By late 1966, Ames still had not had a big solo hit. Then he turned to a song from a new musical, I Do! I Do!, composed by the same team that had written the songs for The Fantasticks, Harvey Schmidt and Tom Jones (no relation to the singer who used that name). RCA took out a full-page ad on page 2 of the November 12, 1966 Billboard to introduce the song, “My Cup Runneth Over,” at the same time that the magazine’s singles reviewer thought it would reach no better than somewhere between 61 and 100 on the Hot 100.

At first, the magazine had predicted the song’s fate better than the label’s optimism did; though “My Cup Runneth Over” quickly made the Easy Listening chart and eventually spent four weeks at #1 there, it didn’t enter the Hot 100 for more than two months. It finally debuted at #83 on January 21, 1967, and then, it began to zoom up the chart, finally peaking at #8 at the end of March.

Ames’ solo musical career stayed in high gear. Though none of his later singles would reach the same heights on the pop charts as “My Cup Runneth Over,” he would have another Top 20 single in early 1968, “Who Will Answer?” Ames’ contract with RCA Victor expired in 1973, but he remained active on stage and television for many years afterwards; he also became an accomplished tennis player, skier and sailor on the celebrity circuits.
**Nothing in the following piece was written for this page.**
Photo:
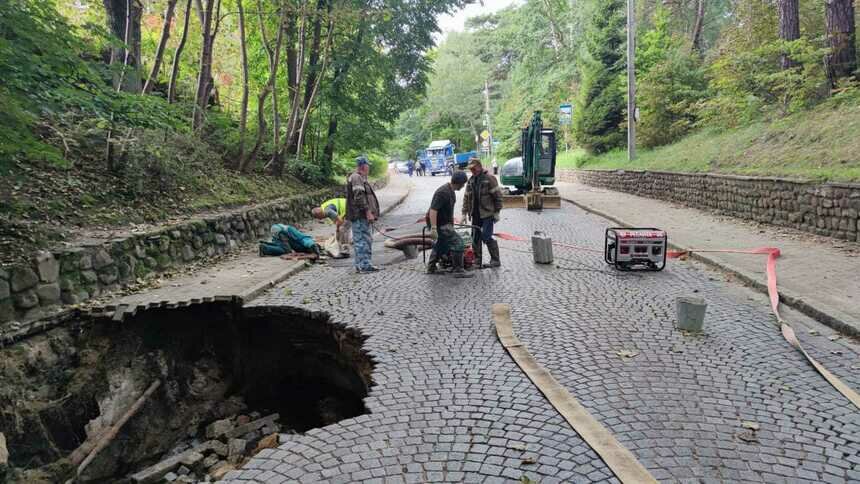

Ames is mostly retired now, but sometimes still makes personal appearances, at which he still will sing his biggest hit.

Collector’s notes: The basic design of the 45 of “My Cup Runneth Over” is the 1965-68 RCA Victor “dog on side” label, where the famous portrait of Nipper is at the 9 o’clock position. Most copies feature the song title on one line, but at least one pressing plant issued the single with “My Cup Runneth” on one line and “Over” on a second line. Both are from the time when the song was a hit.

The single was not issued with a picture sleeve.

Fast fact: One of the most distinctive parts of “My Cup Runneth Over” is the length of time Ames holds the single note on the word “love.” Twice, he holds it for more than 10 seconds, and near the end of the song, he holds “love” for closer to 15 seconds.